A simplified approach to backup for the SMB/Home Office
I have approximately 4 TB of data that I feel I need to protect. This is made up of professional and personal files. Those files are videos (ripped from the family collection of DVDs and music and photos from the last decade and a half of digital photography. There’s also a large volume of Visio, PowerPoint, Word, Excel, Cad, ISO, JPEG, etc.
Some time ago I had to put my backup plan to a live test. A hard drive failed and took with it all my personal photos. Not to worry I was backing up with a cloud service. Since the amount of data was large, they overnighted a USB hard drive to better enable the restore. Since then, my DLP has changed to enable a quicker recovery and faster backup of the data. I’ve adopted the mindset that my data isn’t really backed up unless it is fully replicated in two places.
Here’s how I currently do things:
Primary Store and Local Store
I store everything in OneDrive. OneDrive offers massive amounts of cloud based storage for relatively little amounts of dollars. And since I’ve drank the Microsoft cool aid and utilize their ecosystem, it works for me across all my devices (phone, iPad, PCs, laptops, etc.). My personal files are stored in OneDrive the consumer version where I have unlimited storage. The work data is stored in OneDrive for business. While this is the primary location for the data, I do keep all the data offline on my primary computer in my home office.
For the primary backup I use Crashplan, which is a cloud service. The first time this backup was made it took quite a bit of time. Now only file changes are synchronized and they are done nearly instantly. I find that Crashplan is fully capable of handling my needs. It encrypts data during transport and at rest on their servers. It also enables you to backup your data to a local drive from the same application. I use this to make my second backup.

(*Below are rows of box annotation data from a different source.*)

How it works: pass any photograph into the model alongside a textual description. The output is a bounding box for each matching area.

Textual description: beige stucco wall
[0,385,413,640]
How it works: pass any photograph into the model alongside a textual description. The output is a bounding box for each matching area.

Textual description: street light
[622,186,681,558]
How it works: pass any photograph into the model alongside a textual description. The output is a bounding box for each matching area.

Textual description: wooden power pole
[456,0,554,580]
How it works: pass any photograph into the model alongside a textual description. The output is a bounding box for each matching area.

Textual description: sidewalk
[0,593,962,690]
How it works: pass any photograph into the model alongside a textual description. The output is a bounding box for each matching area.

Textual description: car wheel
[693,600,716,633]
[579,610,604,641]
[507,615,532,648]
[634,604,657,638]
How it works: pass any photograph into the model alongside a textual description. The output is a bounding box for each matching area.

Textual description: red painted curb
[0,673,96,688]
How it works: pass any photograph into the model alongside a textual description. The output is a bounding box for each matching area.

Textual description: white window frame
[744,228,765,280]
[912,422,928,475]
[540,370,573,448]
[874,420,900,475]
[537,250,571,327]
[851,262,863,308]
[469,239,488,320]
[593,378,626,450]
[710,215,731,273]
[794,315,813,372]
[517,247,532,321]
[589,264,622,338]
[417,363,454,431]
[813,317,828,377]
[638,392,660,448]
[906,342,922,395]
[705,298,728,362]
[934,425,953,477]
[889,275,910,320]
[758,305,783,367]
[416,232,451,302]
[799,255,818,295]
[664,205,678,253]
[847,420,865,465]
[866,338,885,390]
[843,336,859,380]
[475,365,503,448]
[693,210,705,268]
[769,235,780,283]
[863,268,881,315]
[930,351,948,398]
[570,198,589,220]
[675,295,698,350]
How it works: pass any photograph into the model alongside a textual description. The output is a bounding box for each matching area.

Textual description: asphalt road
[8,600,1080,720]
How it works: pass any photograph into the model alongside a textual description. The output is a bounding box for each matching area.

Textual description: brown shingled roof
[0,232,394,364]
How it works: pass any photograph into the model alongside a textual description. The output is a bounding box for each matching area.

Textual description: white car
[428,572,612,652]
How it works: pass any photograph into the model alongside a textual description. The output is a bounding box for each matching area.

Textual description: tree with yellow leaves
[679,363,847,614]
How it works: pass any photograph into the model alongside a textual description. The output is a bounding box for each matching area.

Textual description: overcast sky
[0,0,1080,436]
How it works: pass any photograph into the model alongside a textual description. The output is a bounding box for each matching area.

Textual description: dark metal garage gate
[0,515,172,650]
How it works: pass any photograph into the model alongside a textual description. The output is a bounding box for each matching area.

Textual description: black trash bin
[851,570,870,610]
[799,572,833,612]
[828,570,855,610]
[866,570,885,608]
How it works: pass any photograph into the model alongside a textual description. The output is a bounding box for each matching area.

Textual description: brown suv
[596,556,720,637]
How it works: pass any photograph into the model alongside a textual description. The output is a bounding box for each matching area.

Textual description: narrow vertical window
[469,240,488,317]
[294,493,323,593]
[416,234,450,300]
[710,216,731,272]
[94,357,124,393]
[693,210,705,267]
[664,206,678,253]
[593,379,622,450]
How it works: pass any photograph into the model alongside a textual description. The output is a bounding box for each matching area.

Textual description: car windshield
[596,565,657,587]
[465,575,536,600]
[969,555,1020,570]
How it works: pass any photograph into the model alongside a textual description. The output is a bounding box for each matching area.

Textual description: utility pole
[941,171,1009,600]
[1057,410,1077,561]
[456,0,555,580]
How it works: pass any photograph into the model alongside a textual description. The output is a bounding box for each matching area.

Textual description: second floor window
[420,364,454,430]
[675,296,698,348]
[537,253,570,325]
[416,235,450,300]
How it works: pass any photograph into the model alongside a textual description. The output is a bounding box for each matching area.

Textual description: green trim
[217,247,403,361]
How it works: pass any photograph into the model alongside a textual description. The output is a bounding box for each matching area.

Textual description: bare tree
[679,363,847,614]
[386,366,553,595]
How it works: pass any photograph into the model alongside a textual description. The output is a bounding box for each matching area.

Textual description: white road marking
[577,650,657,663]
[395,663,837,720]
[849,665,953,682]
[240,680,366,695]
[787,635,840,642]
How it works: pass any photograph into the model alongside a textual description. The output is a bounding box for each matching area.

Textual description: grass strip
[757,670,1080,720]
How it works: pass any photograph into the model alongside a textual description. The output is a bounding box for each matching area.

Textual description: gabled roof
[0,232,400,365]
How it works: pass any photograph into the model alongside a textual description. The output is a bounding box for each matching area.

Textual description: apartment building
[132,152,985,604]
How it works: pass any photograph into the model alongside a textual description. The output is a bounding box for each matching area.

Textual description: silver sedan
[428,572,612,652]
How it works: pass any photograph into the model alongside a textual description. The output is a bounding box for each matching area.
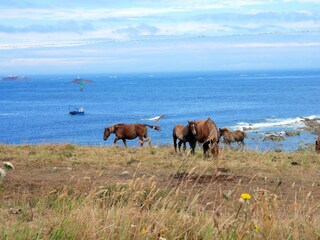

I don’t consider myself fully backed up unless I have my data in two locations. I again use Crashplan to make this encrypted backup to a local USB drive. Currently this drive is external, but as drives are known to fail, I tend to move this around on roughly an annual basis.
Because storage media (hard disk, flash, SSD) is so cheap and that losing any or your personal or professional data could be a catastrophic event, I’ve found that the few extra dollars could save me from losing an important work document or a precious family photo. Take the time to do protect yourself.